All ages
Destination: Sultanahmet, Istanbul, Turkey

Istanbul is a city with a foot in both Europe and Asia, and its religious heritage is equal parts Islam and Christianity (even its Christian history is half Roman Catholic, half Greek Orthodox). The kids may not always be able to keep all these elements straight, but they'll at least remember the exquisite mosaics and domes.

The masterpiece is Ayasofya, which for almost a thousand years was the largest Christian church in the world (the Statue of Liberty's torch would barely graze the top). Built by the Emperor Justinian in A.D. 537, it became the symbol of Byzantine power. Its history has been turbulent; for one thing, in this earthquake- prone region, clunky flying buttresses had to be added to support its red-tinted outer walls. In 1204, the Crusaders stripped the church of its relics, a sacrilege that caused the Greek Orthodox Church to split from the Roman Catholic Church.

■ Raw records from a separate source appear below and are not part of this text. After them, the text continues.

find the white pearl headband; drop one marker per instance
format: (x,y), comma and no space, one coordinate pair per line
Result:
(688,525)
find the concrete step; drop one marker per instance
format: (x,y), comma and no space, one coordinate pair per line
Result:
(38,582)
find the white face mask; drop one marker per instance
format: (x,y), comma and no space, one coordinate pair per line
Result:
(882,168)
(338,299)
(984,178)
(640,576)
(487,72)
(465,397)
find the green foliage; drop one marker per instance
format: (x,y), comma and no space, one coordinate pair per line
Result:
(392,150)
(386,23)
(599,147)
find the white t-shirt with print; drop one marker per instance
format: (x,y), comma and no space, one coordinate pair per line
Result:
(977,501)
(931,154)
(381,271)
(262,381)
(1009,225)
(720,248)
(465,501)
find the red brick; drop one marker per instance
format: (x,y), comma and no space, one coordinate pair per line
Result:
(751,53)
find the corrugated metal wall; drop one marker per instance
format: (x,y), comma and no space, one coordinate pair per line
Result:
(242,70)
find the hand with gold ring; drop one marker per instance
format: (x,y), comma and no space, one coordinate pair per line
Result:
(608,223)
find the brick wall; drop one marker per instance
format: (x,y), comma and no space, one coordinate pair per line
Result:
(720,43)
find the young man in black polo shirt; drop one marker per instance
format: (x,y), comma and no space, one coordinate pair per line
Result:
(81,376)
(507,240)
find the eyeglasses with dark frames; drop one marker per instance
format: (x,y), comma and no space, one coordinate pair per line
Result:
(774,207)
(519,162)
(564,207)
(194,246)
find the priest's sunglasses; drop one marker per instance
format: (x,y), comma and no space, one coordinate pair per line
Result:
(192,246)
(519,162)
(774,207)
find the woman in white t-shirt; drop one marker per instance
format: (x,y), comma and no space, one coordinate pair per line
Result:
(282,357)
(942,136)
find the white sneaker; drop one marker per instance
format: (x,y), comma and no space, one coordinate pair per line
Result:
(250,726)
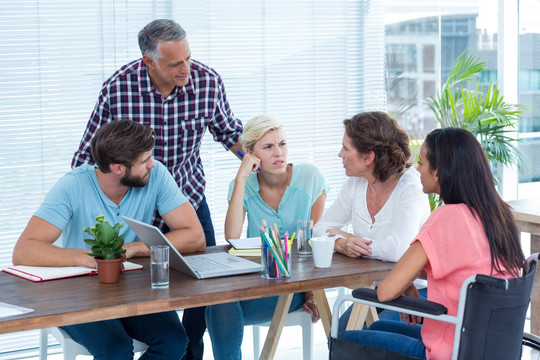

Then, in 1453, Mehmet II took over the city (look for his stone cannonballs along the path in the inner courtyard), and his first official act was to declare the great church a mosque. Frescoes and mosaics were covered up, as Islam forbids the representation of figures; slim pointed minarets were erected; the altar was shifted to accommodate a mihrab (a niche pointing toward Mecca); and an ablution fountain was plunked down in the courtyard. In 1935, when Atatürk converted it to a museum, its hidden mosaics and icons were restored.

The Byzantine church will astound you, with some 1.6 hectares (4 acres) of mosaics covering the interior. The glistening narthex, or inner vestibule, is just the prelude; the 15-story-high main dome is crowned with 40 windows to filter light onto its gold mosaics. Point out to the kids that, per Islamic tradition, many mosaics have calligraphy or abstract motifs; go up in the southern gallery to find the really old ones with pictures.

When Sultan Ahmet I built his namesake mosque in 1609, the beauty of Ayasofya so galled him, he set out to surpass it. The result is the Blue Mosque, a grand bubble of masonry that's a defining feature of Istanbul's skyline, with its cluster of domes and minidomes and its six gold minarets (the mosque in Mecca had to add a seventh minaret to top it). You enter through a door off the Hippodrome (remove your shoes!), beneath a symbolic chain that required even the sultan to bow his head when he arrived on horseback. The kids will be awed by the girth of the "elephant foot" pillars supporting the series of domes overhead. As the sun pours in through 260 windows, the lofty space swirls with colors from the exquisite decorative tiles -- mostly blues and greens, of course, hence the name.

Information: Ayasofya Museum (tel. 90/212/522- 1750).

Nearest Airport: Atatürk International, Istanbul.